Source:
examiner.com
Much has been written of late about what appears to be massive non-compliance with Connecticut's "assault weapon" registration requirement (the guns are banned, but "grandfathered," if the owner registers them). Well, much has been written, that is, in gun rights advocacy circles--the mass media would apparently have us believe that it's not worth covering the fact that scores of thousands--maybe hundreds of thousands--of people are committing a felony "crime" punishable by five years in prison.
That was interesting enough before the Hartford Courant editorial board decided to enter the fray, urging the state to use background check data to identify likely "assault weapon" owners, compare that list to the list of "assault weapon" registrants, and investigate the people on the first list, but not the second, in order to enforce the law:
Authorities should use the background check database as a way to find assault weapon purchasers who might not have registered those guns in compliance with the new law.
A Class D felony calls for a maximum sentence of five years in prison and a $5,000 fine. Even much lesser penalties or probation would mar a heretofore clean record and could adversely affect, say, the ability to have a pistol permit.
If you want to disobey the law, you should be prepared to face the consequences.
As National Gun Rights Examiner David Codrea notes, this puts the state in a very unenviable position.
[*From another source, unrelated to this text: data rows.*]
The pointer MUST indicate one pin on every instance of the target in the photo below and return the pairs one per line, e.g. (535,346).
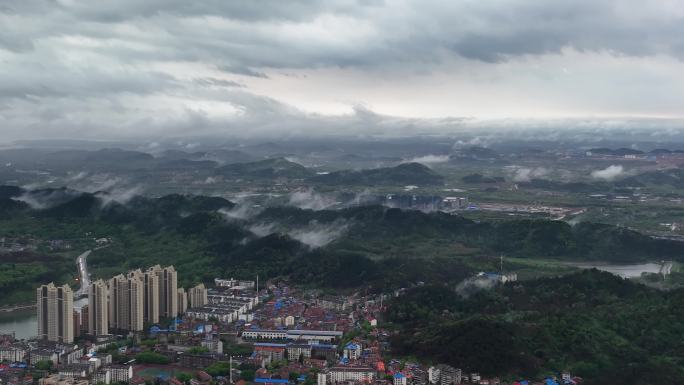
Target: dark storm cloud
(106,68)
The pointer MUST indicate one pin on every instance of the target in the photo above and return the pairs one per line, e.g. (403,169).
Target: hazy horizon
(124,69)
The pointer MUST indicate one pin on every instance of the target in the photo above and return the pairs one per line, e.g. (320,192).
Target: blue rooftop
(270,345)
(271,381)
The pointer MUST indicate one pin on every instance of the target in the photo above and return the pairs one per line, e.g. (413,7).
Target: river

They could acquiesce to the Courant's demands, and take on the utterly impossible--not to mention lethally dangerous, both to private citizens and Connecticut law enforcement--task of confiscating the now "illegal" guns, and arresting and imprisoning the scores of thousands of newly-minted felons. Mr. Codrea points out a few of the reasons this is impossible:
Simply as a matter of resources and logistics, the state will be hard-pressed to allocate the manpower, budget, jail facilities and court case load capabilities to do more than scratch the surface to try to frighten everyone by making examples of a few. If The Courant is going to demand they apply those resources to all, perhaps the editors would flesh out what compliance with their call to action consists of, starting with realistic costs to arrest, prosecute and incarcerate every non-compliant gun owner, the number of total hours and dedicated personnel needed to execute that plan, how many decades it will take to accomplish, how many businesses will be disrupted by losing valuable employees, how much tax revenue the state will lose by taking productive taxpayers out of circulation and turning them into dependents . . . .
Codrea notes also that the Courant has also done gun owners the favor of confirming all gun owners' concerns that background checks are backdoor registration, and registration is tantamount to confiscation--concerns contemptuously dismissed as "paranoid" by the forcible citizen disarmament zealots. That, indeed, is the first lesson: background check data can be used as a de facto registry, and the registry can serve to find guns and owners. It's a lesson that should have been learned long ago, but better late than never.
The state's other option is to not attempt this bordering-on-apocalyptic task--which the state's top "justice" system official, Mike Lawlor, has already indicated is the plan, according to another Courant article:
"A lot of it is just a question to ask, and I think the firearms unit would be looking at it," said Mike Lawlor, the state's top official in criminal justice. "They could send them a letter."
An aggressive hunt isn't going to happen, Lawlor said, but even the idea of letters is a scary thought considering thousands of people are now in an uncomfortable position.
The Courant might be grossly overestimating just how "scary" these letters would be, especially given the fact that it's already clear that any kind of investigation and roundup is not in the cards. And that is the other, and most important, lesson. Scores of thousands of "assault weapon"-owning Connecticut residents have called the government's bluff. Now, what is the state going to do about it? What can it do?
In fact, as J.D. Tuccile points out in Reason, the only people likely to be forced to surrender their "assault weapons" are the ones who did try to register, but were too late:
Some people actually tried to comply with the registration law, but missed the deadline. The state's official position is that it will accept applications notarized on or before January 1, 2014 and postmarked by January 4. But, says Dora Schriro, Commissioner of the Department of Emergency Services and Public Protection, in a letter to lawmakers, anybody sufficiently law-abiding but foolish enough to miss that slightly extended grace period will have to surrender or otherwise get rid of their guns.
It is only through defiance of evil, unjust, illegitimate laws that one can avoid becoming a victim of them. This is a lesson for the entire country. If tens of thousands of citizens of one state can face the government down over a state gun ban and registration scheme, tens of millions of Americans can do the same in a face-off with the federal government, over an analogous law at that level. It is we the people who hold the only legitimate power in this country, and if enough of us stand together to exercise it, we can do so without firing a shot.